Bhagavad Gita 9.4
मया ततमिदं सर्वं जगदव्यक्तमूर्तिना | मत्स्थानि सर्वभूतानि न चाहं तेष्ववस्थितः ||
mayā tatam idaṁ sarvaṁ jagad avyakta-mūrtinā | mat-sthāni sarva-bhūtāni na cāhaṁ teṣv avasthitaḥ ||
Translation
This whole universe is pervaded by me in my unmanifested form. All beings rest in me, but I do not rest in them.
Reflection
What in your life are you mistaking for the whole picture?

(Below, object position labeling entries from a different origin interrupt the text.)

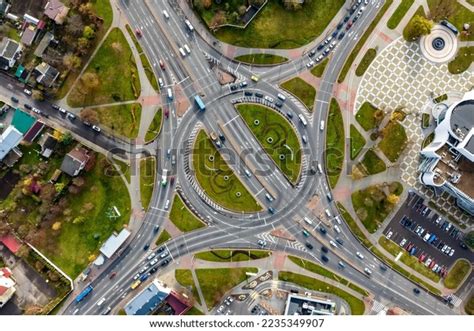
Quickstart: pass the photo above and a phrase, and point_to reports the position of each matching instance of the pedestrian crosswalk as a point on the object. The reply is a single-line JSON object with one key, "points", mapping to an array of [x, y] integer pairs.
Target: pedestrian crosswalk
{"points": [[377, 307]]}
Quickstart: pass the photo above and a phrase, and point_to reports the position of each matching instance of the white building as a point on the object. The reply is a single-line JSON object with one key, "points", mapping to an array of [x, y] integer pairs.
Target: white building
{"points": [[447, 163]]}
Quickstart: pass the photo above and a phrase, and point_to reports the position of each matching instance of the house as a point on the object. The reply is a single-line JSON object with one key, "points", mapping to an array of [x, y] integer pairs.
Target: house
{"points": [[75, 161], [7, 286], [47, 143], [46, 75], [9, 140], [10, 51], [56, 11]]}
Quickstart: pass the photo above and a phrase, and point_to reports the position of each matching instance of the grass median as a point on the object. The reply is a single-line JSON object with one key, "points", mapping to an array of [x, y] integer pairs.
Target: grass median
{"points": [[218, 180]]}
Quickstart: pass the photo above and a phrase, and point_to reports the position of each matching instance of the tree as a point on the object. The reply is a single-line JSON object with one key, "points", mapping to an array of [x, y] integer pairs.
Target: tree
{"points": [[89, 115], [90, 81], [417, 27], [88, 32], [37, 95], [71, 61]]}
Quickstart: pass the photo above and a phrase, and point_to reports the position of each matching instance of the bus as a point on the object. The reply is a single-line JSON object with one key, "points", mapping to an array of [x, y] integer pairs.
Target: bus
{"points": [[84, 293], [199, 103]]}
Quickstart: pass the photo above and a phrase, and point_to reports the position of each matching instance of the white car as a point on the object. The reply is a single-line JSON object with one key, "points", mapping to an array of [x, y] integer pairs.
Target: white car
{"points": [[262, 243]]}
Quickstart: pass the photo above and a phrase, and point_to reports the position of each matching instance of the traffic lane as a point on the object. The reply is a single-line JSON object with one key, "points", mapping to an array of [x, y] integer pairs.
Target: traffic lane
{"points": [[428, 222]]}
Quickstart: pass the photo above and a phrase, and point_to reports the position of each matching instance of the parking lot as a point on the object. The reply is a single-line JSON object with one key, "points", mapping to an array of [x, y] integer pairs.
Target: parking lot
{"points": [[427, 235]]}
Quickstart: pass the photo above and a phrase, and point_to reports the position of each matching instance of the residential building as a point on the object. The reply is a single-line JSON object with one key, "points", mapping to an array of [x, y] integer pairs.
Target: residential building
{"points": [[75, 161], [447, 162], [148, 300], [9, 140], [7, 286], [10, 50], [306, 305], [47, 143], [46, 75], [56, 11]]}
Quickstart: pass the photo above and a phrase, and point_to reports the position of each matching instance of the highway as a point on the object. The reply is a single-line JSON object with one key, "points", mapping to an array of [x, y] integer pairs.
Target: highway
{"points": [[189, 76]]}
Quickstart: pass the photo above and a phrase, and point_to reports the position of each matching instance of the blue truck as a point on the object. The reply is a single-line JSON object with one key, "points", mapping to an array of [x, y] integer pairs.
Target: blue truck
{"points": [[85, 292], [199, 103]]}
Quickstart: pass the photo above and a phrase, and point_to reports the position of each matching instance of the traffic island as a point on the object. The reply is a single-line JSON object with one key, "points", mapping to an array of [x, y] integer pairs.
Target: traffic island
{"points": [[277, 137]]}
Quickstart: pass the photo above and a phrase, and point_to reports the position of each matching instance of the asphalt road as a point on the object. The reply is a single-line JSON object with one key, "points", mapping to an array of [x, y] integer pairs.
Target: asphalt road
{"points": [[190, 76]]}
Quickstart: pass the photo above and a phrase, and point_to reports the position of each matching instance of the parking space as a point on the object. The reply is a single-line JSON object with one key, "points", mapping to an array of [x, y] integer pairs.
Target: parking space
{"points": [[427, 235]]}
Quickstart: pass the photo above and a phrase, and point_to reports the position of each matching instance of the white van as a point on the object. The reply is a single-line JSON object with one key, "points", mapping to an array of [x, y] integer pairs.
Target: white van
{"points": [[302, 119], [328, 213]]}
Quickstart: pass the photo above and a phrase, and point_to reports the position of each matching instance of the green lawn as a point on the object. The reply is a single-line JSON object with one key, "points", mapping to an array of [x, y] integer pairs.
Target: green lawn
{"points": [[319, 69], [407, 259], [224, 255], [215, 283], [155, 126], [334, 143], [317, 269], [357, 305], [399, 13], [261, 59], [469, 306], [122, 119], [362, 41], [371, 164], [357, 142], [457, 274], [164, 236], [372, 205], [276, 135], [185, 278], [276, 27], [366, 116], [302, 90], [182, 217], [462, 61], [116, 70], [218, 180], [356, 231], [394, 140], [369, 56], [458, 16], [147, 179]]}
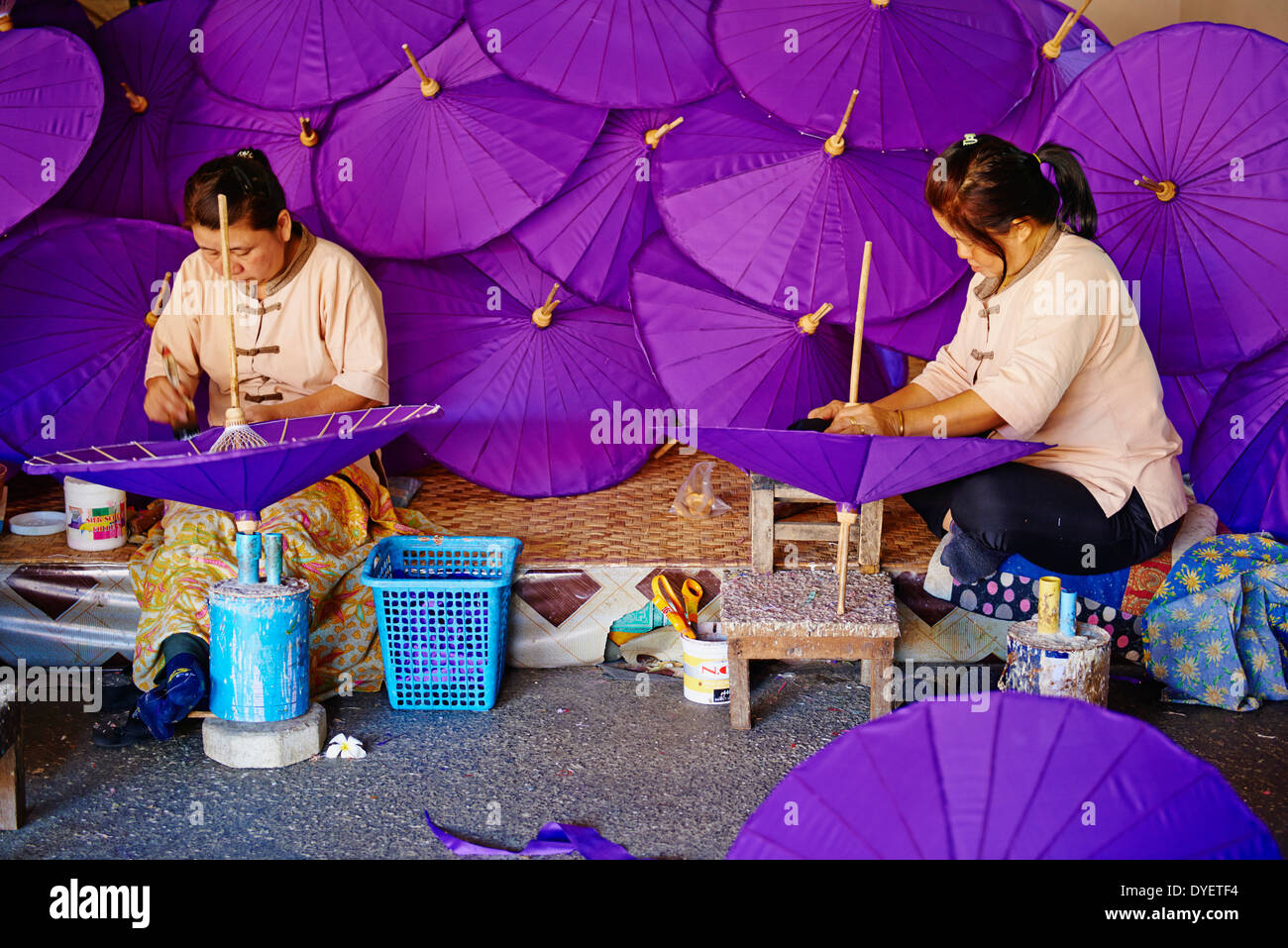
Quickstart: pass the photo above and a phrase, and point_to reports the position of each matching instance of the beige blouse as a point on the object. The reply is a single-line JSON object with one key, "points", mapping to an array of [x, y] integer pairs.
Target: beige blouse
{"points": [[1060, 356], [321, 324]]}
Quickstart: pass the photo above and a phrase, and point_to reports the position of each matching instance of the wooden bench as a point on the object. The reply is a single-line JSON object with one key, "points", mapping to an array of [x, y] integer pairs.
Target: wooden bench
{"points": [[765, 531], [12, 797], [793, 614]]}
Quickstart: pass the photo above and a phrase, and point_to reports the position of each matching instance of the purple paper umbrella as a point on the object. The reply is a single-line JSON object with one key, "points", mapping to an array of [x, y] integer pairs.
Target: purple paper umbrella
{"points": [[926, 71], [922, 333], [1081, 46], [65, 14], [211, 125], [1009, 780], [1186, 399], [536, 410], [1239, 460], [72, 314], [605, 211], [1186, 165], [51, 101], [424, 167], [857, 468], [777, 217], [300, 453], [734, 363], [609, 53], [147, 62], [292, 54]]}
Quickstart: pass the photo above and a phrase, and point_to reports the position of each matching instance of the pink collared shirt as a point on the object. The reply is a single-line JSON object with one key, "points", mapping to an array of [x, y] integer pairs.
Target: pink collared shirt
{"points": [[1060, 356]]}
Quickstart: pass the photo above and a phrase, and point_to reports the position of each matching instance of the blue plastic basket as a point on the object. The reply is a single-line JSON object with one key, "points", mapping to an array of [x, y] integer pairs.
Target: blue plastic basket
{"points": [[442, 607]]}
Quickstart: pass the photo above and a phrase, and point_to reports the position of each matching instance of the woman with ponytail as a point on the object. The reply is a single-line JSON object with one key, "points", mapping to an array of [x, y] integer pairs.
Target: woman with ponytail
{"points": [[310, 340], [1048, 350]]}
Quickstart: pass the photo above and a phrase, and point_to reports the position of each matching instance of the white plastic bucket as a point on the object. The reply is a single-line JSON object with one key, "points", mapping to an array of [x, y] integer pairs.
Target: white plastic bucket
{"points": [[95, 515], [706, 668]]}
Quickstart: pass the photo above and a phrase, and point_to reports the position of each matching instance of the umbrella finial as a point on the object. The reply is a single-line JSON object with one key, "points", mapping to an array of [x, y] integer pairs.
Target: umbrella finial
{"points": [[809, 322], [541, 316], [835, 146], [138, 104], [1164, 191], [653, 136], [159, 303], [1051, 48], [429, 88], [308, 134]]}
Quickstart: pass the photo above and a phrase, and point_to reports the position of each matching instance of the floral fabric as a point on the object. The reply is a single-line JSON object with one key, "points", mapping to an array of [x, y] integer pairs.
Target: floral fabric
{"points": [[1218, 627], [327, 531]]}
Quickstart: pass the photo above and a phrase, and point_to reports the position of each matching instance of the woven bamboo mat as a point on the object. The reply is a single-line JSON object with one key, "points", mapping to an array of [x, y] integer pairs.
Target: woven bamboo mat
{"points": [[626, 524]]}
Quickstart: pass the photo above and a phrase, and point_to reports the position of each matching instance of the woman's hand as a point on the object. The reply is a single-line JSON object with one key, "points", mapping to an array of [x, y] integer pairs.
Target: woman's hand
{"points": [[861, 419], [165, 403]]}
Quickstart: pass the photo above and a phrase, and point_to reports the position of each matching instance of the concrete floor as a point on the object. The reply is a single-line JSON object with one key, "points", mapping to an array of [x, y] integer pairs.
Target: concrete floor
{"points": [[661, 776]]}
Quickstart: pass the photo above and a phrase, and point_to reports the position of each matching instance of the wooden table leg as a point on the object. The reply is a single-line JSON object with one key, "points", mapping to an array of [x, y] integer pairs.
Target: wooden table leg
{"points": [[739, 694], [879, 699], [12, 791]]}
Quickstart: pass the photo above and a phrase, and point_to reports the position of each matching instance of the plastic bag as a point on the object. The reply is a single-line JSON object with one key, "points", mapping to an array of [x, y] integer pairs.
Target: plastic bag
{"points": [[696, 500]]}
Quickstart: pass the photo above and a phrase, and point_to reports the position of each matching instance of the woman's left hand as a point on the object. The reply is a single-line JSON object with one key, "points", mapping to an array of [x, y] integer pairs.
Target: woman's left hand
{"points": [[863, 419]]}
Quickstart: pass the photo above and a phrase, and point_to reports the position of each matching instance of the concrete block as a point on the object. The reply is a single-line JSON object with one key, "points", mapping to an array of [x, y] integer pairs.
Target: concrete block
{"points": [[268, 743]]}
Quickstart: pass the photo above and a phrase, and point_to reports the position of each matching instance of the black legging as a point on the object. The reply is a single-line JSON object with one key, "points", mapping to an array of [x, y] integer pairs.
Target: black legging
{"points": [[1046, 517]]}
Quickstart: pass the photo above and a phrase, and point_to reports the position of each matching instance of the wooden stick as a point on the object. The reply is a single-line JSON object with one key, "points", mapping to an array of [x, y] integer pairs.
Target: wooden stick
{"points": [[858, 322], [835, 146], [233, 415], [1051, 48], [429, 88]]}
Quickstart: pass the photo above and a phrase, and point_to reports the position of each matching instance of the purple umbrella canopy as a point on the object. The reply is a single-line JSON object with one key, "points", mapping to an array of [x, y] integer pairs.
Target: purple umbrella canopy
{"points": [[1239, 460], [1009, 780], [1082, 46], [608, 53], [734, 363], [147, 60], [292, 54], [857, 468], [926, 71], [425, 167], [536, 411], [1202, 233], [213, 125], [922, 333], [774, 215], [299, 453], [1186, 399], [589, 232], [72, 314], [51, 101]]}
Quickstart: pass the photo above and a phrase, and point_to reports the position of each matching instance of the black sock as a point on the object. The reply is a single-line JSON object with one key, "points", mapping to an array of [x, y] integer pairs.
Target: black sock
{"points": [[967, 559]]}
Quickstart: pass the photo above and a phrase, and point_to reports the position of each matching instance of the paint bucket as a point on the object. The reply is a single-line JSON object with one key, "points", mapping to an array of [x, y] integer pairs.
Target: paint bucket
{"points": [[706, 666], [259, 651], [1057, 666], [95, 515]]}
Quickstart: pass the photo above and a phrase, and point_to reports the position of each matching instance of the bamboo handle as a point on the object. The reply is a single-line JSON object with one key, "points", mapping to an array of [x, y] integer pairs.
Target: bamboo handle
{"points": [[858, 322], [1051, 48], [429, 88], [835, 146], [138, 104], [1164, 191], [541, 316], [809, 322], [308, 134], [228, 304], [653, 136]]}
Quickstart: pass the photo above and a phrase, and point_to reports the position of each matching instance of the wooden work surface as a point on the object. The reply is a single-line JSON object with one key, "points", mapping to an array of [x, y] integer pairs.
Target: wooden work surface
{"points": [[625, 524]]}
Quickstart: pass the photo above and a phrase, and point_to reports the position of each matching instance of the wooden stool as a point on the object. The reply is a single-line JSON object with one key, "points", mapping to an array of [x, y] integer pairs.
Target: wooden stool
{"points": [[765, 530], [793, 614], [12, 797]]}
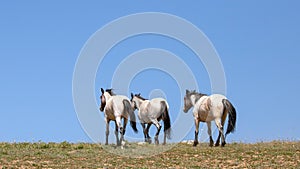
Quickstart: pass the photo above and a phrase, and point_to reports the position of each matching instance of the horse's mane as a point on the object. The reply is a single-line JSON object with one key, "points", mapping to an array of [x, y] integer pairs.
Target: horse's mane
{"points": [[140, 97], [197, 94], [110, 91]]}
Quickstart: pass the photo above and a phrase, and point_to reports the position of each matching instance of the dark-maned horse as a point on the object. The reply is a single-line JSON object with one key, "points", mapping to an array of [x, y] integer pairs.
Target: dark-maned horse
{"points": [[151, 112], [207, 108], [116, 108]]}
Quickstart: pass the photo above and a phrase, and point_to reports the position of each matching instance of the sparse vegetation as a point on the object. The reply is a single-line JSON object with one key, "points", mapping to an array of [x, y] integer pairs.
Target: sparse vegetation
{"points": [[85, 155]]}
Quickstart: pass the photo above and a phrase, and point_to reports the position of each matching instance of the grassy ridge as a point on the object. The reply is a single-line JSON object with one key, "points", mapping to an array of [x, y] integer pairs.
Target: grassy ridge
{"points": [[85, 155]]}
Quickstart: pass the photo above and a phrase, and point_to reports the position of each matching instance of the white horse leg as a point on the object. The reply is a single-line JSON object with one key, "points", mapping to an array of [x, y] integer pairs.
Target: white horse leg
{"points": [[196, 132], [219, 136], [158, 126], [107, 131], [220, 127], [117, 133], [118, 126], [144, 130], [211, 141], [147, 133]]}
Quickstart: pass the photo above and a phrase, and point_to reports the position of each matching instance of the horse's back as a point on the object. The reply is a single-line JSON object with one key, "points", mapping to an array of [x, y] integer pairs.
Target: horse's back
{"points": [[116, 102], [217, 104], [216, 98], [151, 109]]}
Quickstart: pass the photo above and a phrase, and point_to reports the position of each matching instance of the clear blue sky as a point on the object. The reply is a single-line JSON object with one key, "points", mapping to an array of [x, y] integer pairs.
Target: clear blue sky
{"points": [[258, 43]]}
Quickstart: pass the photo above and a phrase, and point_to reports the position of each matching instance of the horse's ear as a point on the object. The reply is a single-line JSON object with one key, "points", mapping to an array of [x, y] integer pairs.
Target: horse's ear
{"points": [[187, 91]]}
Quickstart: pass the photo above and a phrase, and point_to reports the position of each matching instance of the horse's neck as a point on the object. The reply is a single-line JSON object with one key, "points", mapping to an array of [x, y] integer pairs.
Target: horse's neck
{"points": [[195, 98], [139, 102], [107, 96]]}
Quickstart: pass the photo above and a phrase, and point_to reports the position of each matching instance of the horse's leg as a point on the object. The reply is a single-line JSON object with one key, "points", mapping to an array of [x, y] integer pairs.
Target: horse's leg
{"points": [[220, 127], [211, 141], [118, 125], [144, 130], [147, 132], [117, 133], [196, 131], [123, 130], [219, 136], [218, 140], [107, 131], [158, 126]]}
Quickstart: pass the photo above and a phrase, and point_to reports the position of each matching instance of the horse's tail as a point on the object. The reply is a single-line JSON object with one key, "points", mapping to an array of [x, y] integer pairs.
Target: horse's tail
{"points": [[131, 114], [232, 116], [166, 119]]}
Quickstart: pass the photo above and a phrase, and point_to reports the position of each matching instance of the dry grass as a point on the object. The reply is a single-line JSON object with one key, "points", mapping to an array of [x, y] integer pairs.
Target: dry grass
{"points": [[83, 155]]}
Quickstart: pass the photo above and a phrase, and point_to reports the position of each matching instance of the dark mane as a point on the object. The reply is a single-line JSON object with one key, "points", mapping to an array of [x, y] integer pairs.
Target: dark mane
{"points": [[110, 91], [197, 94], [140, 97]]}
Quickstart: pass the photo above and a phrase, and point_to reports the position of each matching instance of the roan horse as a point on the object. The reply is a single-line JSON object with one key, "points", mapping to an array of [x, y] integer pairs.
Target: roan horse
{"points": [[151, 112], [207, 108], [116, 108]]}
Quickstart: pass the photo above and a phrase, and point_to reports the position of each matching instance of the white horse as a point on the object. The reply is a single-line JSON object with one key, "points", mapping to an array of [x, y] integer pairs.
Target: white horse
{"points": [[116, 108], [207, 108], [151, 112]]}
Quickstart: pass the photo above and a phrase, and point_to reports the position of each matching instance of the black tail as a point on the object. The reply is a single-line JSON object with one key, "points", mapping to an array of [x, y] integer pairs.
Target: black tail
{"points": [[166, 119], [131, 114], [232, 116]]}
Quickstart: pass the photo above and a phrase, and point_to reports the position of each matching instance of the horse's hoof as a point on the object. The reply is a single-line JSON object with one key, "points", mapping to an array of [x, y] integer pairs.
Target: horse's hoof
{"points": [[195, 143]]}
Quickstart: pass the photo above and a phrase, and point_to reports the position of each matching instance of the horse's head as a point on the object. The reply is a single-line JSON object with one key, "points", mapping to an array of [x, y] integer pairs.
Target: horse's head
{"points": [[133, 101], [104, 96], [103, 100]]}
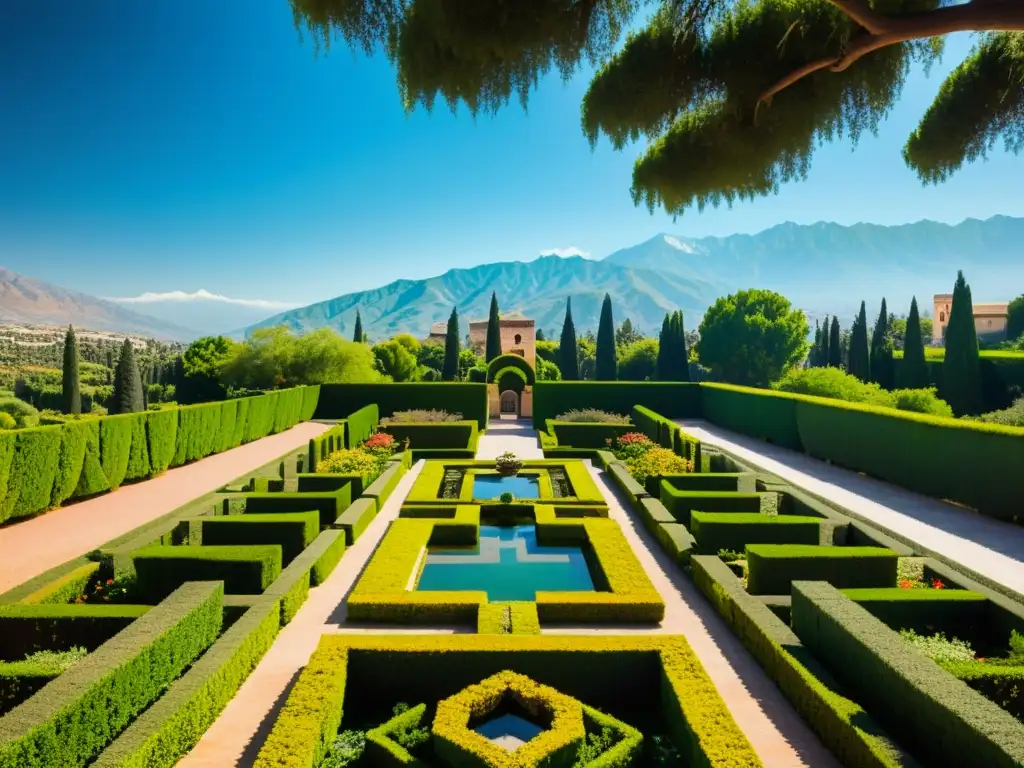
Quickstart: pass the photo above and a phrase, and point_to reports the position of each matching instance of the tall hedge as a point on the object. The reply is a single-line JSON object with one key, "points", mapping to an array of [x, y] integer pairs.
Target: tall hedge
{"points": [[44, 467]]}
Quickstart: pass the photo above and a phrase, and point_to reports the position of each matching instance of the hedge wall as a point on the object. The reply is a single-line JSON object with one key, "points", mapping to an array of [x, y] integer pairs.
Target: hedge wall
{"points": [[975, 464], [43, 467], [470, 399], [945, 722], [360, 424], [74, 717], [672, 399]]}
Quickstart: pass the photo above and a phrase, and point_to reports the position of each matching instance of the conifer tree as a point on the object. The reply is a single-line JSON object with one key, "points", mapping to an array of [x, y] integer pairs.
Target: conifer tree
{"points": [[568, 356], [357, 335], [494, 346], [823, 350], [882, 351], [835, 347], [914, 368], [71, 387], [662, 372], [606, 363], [127, 384], [962, 369], [450, 371], [859, 360], [679, 363]]}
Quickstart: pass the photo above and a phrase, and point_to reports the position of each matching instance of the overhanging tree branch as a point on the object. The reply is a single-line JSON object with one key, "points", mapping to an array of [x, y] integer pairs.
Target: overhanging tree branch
{"points": [[881, 32]]}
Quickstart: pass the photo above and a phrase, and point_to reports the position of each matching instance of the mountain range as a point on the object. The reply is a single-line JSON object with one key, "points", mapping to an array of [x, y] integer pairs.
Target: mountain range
{"points": [[29, 301], [822, 268]]}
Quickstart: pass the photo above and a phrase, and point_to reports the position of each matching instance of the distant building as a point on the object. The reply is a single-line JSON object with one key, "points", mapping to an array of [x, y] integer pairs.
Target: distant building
{"points": [[989, 318], [518, 336]]}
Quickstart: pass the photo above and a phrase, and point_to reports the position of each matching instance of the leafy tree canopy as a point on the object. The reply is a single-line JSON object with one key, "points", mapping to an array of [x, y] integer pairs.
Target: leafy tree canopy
{"points": [[753, 337], [733, 94], [273, 357]]}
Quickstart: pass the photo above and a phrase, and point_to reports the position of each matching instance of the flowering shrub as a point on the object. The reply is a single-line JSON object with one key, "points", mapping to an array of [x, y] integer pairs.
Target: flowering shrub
{"points": [[656, 461], [630, 444], [369, 460], [111, 591], [508, 463], [420, 417], [593, 416]]}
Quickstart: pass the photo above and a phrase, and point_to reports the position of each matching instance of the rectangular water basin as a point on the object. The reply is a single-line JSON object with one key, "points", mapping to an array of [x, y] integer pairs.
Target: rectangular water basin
{"points": [[489, 487], [508, 564]]}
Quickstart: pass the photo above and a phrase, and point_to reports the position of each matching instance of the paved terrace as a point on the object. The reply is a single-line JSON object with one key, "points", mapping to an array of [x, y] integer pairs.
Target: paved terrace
{"points": [[992, 548], [36, 545], [774, 729]]}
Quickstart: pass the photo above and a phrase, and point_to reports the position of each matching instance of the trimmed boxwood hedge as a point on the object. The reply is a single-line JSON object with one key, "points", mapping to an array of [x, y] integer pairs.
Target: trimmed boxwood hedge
{"points": [[292, 530], [28, 628], [470, 399], [360, 424], [166, 731], [72, 719], [844, 727], [772, 567], [671, 399], [941, 719], [682, 503], [43, 467], [245, 570], [733, 530]]}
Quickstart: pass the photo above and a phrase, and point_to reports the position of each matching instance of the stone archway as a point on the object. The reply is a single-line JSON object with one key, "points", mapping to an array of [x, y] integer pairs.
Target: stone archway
{"points": [[510, 402]]}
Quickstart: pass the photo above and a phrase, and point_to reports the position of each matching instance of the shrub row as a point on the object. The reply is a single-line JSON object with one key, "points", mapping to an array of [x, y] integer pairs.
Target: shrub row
{"points": [[43, 467], [675, 400], [454, 434], [606, 672], [942, 458], [470, 399], [948, 723], [842, 724], [360, 424], [166, 731], [74, 717]]}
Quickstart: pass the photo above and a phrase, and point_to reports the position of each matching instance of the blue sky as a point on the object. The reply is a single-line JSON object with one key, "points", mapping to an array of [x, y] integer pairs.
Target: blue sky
{"points": [[187, 144]]}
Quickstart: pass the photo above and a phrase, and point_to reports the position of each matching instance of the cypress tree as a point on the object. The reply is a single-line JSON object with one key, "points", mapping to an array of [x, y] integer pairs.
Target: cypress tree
{"points": [[679, 360], [494, 346], [882, 351], [962, 369], [568, 356], [825, 346], [605, 370], [835, 347], [357, 335], [450, 372], [859, 360], [662, 372], [914, 369], [127, 384], [71, 388]]}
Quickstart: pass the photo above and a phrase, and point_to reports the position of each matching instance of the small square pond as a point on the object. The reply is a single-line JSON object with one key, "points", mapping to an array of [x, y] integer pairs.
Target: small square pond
{"points": [[508, 564], [489, 487]]}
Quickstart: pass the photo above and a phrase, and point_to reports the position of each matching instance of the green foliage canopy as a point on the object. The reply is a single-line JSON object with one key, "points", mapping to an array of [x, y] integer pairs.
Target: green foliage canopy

Read this verse in its chapter: Chapter Nine
Krishna begins the doctrine. The whole world is pervaded by Him in His unmanifest form. All beings stand in Him, but He does not stand in them. The asymmetry is deliberate. The container is not what it contains. The sea holds the wave; the wave does not hold the sea. Krishna is preparing the listener for the harder statement that follows in the next verse. Pantheism collapses Him into the world. He is refusing that collapse here. He pervades, He sustains, but His being is not exhausted by what He sustains. The verse holds together two claims that ordinary language tends to pull apart, immanence and transcendence, presence in everything and identity with nothing.